The time has come: LSU vs. Alabama. (Chris Graythen/Getty Images)

It’s time.

LSU vs. Alabama is finally here. How big is this game? Sportscenter has allocated 89 percent of its morning shows this week to covering this game (approximately). There was a segment Thursday in which they offered comparative analysis of the rooms in which coaches speak with new recruits, and not only did it not seem out of place, it was riveting.

The whole season has been building toward this very game. This isn’t the case of the two teams who happen to be at the top two playing each other, LSU and Alabama have been marching toward each other all season.

Before the season began, all of the talk was about the potential dominance of the SEC West. These teams began the season with solid non-conference wins (Oregon, Penn State and West Virginia) and then proceeded to distance themselves from the rest of the SEC West (sorry Arkansas) along with the rest of the country.

Oklahoma began the season No. 1, and both of these schools were so impressive that they overtook the Sooners before they lost to Texas Tech.
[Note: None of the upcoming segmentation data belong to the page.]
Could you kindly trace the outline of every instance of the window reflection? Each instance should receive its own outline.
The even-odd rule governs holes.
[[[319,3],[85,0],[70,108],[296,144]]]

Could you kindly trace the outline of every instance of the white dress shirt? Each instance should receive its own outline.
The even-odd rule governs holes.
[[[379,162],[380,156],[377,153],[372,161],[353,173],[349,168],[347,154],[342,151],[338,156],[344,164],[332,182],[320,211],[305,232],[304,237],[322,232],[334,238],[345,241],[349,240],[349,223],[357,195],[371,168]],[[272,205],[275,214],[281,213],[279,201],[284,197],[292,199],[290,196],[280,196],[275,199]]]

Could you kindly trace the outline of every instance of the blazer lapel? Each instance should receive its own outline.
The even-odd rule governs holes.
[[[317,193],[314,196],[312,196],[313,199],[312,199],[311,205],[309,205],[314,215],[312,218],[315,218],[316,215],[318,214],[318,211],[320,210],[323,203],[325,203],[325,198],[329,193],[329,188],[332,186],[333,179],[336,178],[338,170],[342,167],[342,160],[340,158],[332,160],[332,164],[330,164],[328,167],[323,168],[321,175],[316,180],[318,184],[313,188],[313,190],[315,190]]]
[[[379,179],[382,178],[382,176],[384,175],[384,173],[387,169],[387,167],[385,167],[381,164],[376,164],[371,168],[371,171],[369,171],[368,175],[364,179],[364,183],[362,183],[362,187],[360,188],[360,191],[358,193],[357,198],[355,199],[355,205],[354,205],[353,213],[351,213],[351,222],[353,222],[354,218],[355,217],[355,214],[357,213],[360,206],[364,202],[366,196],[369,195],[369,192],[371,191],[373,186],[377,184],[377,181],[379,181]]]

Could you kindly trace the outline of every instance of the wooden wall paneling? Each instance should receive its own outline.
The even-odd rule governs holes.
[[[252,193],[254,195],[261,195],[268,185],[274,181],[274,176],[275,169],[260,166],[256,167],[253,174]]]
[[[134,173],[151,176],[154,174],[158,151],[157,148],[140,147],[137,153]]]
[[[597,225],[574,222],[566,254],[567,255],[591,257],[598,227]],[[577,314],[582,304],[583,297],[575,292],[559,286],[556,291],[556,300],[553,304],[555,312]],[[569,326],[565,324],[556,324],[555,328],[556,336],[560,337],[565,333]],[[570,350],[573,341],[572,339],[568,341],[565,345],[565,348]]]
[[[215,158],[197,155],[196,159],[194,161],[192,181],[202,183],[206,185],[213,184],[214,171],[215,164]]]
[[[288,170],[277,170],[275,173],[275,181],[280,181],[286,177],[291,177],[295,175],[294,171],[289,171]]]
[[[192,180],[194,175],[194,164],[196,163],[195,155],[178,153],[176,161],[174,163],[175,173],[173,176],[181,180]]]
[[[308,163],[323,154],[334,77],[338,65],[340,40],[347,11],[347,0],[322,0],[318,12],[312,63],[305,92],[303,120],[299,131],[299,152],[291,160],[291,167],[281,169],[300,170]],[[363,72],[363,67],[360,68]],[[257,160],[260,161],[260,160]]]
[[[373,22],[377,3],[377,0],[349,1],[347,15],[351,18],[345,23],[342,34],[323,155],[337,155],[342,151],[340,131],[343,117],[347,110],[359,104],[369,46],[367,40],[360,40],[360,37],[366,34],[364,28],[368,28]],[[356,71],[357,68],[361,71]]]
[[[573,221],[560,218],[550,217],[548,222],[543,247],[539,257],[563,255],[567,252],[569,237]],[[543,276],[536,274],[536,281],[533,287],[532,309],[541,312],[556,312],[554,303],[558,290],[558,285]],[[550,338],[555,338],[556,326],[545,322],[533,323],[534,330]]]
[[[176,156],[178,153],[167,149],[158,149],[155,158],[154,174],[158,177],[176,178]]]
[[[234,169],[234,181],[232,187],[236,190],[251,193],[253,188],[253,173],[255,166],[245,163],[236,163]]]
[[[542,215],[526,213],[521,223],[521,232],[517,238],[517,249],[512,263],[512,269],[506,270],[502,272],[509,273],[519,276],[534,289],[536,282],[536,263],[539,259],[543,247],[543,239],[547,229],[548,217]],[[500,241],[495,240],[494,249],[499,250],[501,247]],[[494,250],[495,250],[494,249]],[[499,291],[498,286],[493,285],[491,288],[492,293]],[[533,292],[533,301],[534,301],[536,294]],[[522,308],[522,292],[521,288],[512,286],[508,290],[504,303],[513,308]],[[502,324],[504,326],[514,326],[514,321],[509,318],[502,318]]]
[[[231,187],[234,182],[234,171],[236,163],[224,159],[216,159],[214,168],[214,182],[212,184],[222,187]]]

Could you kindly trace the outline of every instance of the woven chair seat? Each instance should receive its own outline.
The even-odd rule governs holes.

Honestly, the buildup to this game has felt scripted. As national contenders dropped out, these teams got stronger. A few weeks into the season it looked like this game and Bedlam would be the two de facto national semifinals. Oklahoma lost, making this game the biggest regular season game of the season.

These teams then both had bye weeks leading into this game. How often does that happen with any matchup during the regular season? For a game like this, the odds of that happening are exceedingly rare. It means we will get both teams at their best and that both teams will be able to include some very interesting wrinkles.

Everything has conspired to maximize the theatrical presentation of this game.

More than that, these teams are mirror images of each other. They have stifling defenses (Alabama’s allowed 6.9 points per game, LSU’s allowed 11.5 – No. 1 and No. 2 in the country respectively) that support solid offenses led by quarterbacks who are essentially game managers.

The onus is not on them, and they’ve not been the linchpins of their teams’ success. For Alabama, the offense has been buoyed by running back Trent Richardson, who has made other teams look silly. LSU, meanwhile, relies on its tremendous team speed, Les Miles’ unorthodox play calling, and playmakers at other positions (The Honey Badger, for example)

If that wasn’t enough, both of these coaches have won BCS Championships at these schools. They appear to know what they’re doing (hesitation induced by Les Miles), and they are both at or near their peaks. Moreover, this rivalry is known as the Saban Bowl. As Games of The Century go, this is about as good as we are going to get.

There’s just a lot going on.

Given how close these teams are, it feels like Richardson should be the difference. The defenses are equally amazing, and there is no one on LSU’s offense who approaches Richardson’s talent.

With that said, I feel like LSU is going to pull this game out.

With two weeks to prepare, the cold tactician that is Nick Saban should be able to come up with a compelling gameplan. Les Miles often wins game in illogical ways, and this should be one of those games.

I can’t explain it, but that’s what I expect to happen.